Laurent apparut vers dix heures. Il passa la tête dans la cuisine, huma l’air avec satisfaction.
— Ah, ça sent bon. Tu t’en sors ?
— Laurent, coupe au moins le pain.
— Je vais chercher le gâteau. Tu veux lequel ?
— N’importe lequel.
Il partit une heure et demie. Quand il revint, il posa sur la table un gâteau et une bouteille de vin, puis disparut dans le salon devant la télévision. Moi, pendant ce temps, j’épluchais la langue, je façonnais la tourte, je découpais les salades. Six heures d’affilée, sans m’asseoir. Mon dos vibrait de fatigue, mes jambes avaient gonflé à force de rester debout au même endroit.
À table, tante Patricia leva son verre.
— Laurent, merci à toi. Quelle table magnifique !
Laurent inclina la tête, l’air modeste, presque noble.

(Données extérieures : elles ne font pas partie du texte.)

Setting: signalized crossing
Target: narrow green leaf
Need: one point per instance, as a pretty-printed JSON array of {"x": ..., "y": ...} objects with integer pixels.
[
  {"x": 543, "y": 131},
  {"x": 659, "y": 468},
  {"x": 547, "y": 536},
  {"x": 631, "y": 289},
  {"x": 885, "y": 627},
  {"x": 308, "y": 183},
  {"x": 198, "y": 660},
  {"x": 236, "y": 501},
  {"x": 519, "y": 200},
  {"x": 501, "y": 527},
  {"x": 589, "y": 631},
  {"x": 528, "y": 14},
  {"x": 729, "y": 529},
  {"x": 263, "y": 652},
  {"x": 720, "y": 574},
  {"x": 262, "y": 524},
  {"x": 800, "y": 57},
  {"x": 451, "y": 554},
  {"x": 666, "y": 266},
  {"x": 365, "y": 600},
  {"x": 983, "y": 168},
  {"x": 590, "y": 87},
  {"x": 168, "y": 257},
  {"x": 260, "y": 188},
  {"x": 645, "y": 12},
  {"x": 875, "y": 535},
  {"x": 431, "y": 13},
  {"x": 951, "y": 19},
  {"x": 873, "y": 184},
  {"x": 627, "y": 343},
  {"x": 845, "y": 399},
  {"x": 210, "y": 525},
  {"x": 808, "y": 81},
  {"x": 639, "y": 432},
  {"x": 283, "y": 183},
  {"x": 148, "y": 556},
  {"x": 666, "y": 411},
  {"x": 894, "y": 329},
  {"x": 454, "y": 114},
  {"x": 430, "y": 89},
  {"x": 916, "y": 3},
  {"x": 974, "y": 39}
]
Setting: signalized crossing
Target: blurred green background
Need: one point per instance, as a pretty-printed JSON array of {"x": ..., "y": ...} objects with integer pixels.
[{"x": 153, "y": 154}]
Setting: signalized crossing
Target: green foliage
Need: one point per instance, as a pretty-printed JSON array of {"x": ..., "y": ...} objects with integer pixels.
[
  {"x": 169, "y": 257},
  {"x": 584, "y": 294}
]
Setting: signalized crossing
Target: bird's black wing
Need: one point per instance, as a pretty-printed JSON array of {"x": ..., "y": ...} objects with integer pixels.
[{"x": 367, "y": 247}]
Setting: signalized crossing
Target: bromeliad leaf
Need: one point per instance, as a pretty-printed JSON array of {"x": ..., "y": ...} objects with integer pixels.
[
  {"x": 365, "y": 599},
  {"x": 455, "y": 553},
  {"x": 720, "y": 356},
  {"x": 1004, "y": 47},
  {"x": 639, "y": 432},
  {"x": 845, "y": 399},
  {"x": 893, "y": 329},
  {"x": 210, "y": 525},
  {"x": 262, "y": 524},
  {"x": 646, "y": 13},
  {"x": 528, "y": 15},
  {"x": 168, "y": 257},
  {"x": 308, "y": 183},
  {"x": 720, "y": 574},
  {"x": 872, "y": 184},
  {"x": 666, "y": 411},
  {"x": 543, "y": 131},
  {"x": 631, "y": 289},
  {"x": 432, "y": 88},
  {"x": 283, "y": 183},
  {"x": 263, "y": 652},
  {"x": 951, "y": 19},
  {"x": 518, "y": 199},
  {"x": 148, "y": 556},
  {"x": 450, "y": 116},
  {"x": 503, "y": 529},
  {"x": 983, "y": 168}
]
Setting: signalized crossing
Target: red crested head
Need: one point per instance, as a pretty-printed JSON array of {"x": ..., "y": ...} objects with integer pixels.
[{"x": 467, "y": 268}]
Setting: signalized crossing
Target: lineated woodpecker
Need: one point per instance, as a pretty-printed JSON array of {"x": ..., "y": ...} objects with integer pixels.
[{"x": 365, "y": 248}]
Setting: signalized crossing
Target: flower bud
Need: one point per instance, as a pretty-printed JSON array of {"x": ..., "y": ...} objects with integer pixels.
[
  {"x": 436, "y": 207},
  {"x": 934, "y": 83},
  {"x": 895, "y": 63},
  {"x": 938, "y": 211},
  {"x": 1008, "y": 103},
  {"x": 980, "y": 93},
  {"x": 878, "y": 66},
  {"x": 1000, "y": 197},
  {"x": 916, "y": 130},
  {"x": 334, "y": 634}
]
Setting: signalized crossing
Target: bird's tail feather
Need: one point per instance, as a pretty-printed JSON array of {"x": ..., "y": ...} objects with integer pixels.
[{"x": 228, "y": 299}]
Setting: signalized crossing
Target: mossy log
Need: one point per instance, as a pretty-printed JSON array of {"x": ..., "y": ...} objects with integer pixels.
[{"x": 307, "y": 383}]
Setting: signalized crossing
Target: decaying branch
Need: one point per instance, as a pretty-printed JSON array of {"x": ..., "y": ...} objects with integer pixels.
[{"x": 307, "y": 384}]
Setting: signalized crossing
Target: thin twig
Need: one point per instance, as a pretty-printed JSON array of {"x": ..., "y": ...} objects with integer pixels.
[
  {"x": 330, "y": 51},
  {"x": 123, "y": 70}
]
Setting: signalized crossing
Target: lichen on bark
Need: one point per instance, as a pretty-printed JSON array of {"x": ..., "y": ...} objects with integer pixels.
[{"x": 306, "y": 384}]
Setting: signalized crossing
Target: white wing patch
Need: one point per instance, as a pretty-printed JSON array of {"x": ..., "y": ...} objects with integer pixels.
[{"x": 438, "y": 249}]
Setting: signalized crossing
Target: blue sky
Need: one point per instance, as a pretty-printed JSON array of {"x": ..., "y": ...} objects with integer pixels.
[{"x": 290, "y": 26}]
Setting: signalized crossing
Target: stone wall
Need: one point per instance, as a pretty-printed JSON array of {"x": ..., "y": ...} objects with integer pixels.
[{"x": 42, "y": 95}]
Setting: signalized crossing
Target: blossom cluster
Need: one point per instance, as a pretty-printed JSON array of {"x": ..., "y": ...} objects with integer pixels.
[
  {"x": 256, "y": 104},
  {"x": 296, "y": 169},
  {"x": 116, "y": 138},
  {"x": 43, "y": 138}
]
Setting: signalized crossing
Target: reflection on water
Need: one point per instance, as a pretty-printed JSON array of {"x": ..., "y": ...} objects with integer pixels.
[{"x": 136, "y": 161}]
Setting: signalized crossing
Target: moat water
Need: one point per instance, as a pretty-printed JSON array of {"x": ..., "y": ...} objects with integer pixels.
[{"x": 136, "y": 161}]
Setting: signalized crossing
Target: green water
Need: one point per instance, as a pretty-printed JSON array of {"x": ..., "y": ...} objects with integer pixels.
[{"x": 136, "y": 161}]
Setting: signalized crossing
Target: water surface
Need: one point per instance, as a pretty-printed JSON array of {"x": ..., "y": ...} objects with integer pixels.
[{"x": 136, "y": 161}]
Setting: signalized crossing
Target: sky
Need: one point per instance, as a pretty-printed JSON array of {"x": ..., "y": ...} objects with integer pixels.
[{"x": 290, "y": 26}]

— On s’est donné du mal, dit-il.
Tante Patricia se tourna alors vers moi.
— Et toi, Juliette, tu as aidé ?
J’ai failli laisser tomber l’assiette que je tenais. Aidé. Six heures derrière les casseroles, et cela s’appelait “aider”.
— Laurent, raconte donc comment tu as fait mariner la viande pendant trois heures, lançai-je.
Il me fixa. Ses joues rougirent. Tante Patricia regarda tour à tour son visage puis le mien.
— Enfin… on a fait ça ensemble, bredouilla Laurent, avant de changer aussitôt de sujet.
Après le dîner, je passai plus d’une heure à laver la vaisselle. Douze assiettes, les verres, les casseroles, le plat du four. Dans la pièce d’à côté, Laurent regardait le football.
— On a passé une bonne soirée ! cria-t-il. Tout le monde était content.
J’essuyai la dernière assiette et suspendis le torchon. Content, oui. Tout le monde l’était. Sauf moi. Mais Laurent ne le remarqua pas. Ou bien il préféra ne pas le voir.
Une semaine plus tard, il s’adossa à sa chaise et m’annonça que le 8 mars se ferait aussi à la maison.
— Maman viendra. Et Victor avec sa femme. Et l’oncle Gérard.
— Laurent, on ne pourrait pas aller au restaurant ? Je suis fatiguée.
Il me dévisagea comme si je venais de dire une absurdité.
— Pourquoi jeter l’argent par les fenêtres ? Tu cuisines tellement bien.
Oui, je cuisine bien. C’est vrai. Mais cela ne signifie pas que j’aie envie de passer ma propre fête les mains dans l’évier.
Une liste apparut sur le réfrigérateur. Laurent l’avait écrite à la main sur une feuille arrachée d’un carnet : “8 mars. Menu.” Dix lignes. Salade Olivier, hareng en manteau de betteraves, langue en gelée, viande à la française, poivrons farcis, tourtes au chou, crêpes au poisson rouge, vinaigrette, gâteau Napoléon, assortiment de charcuteries et de fromages.
Dix plats. Pour douze invités. Je fis le calcul : environ 140 € de courses. Deux jours de préparation, six heures par jour. Douze heures de ma vie. Mon jour de repos. Ma fête.
Je rejoignis Laurent.
— Tu pourrais au moins faire mariner la viande ? Il n’y a rien de compliqué : moutarde, sel, poivre.
— Ju, tu sais bien que je ne sais pas faire.
— Tu n’as jamais essayé.
— Je vais tout gâcher. Et après, c’est encore toi qui te fâcheras.
Il écarta les bras. Ces grandes mains qu’il ouvrait toujours de la même manière, comme pour dire : “Qu’est-ce que tu veux que j’y fasse ?” Des mains capables de tout, mais qui ne faisaient jamais rien.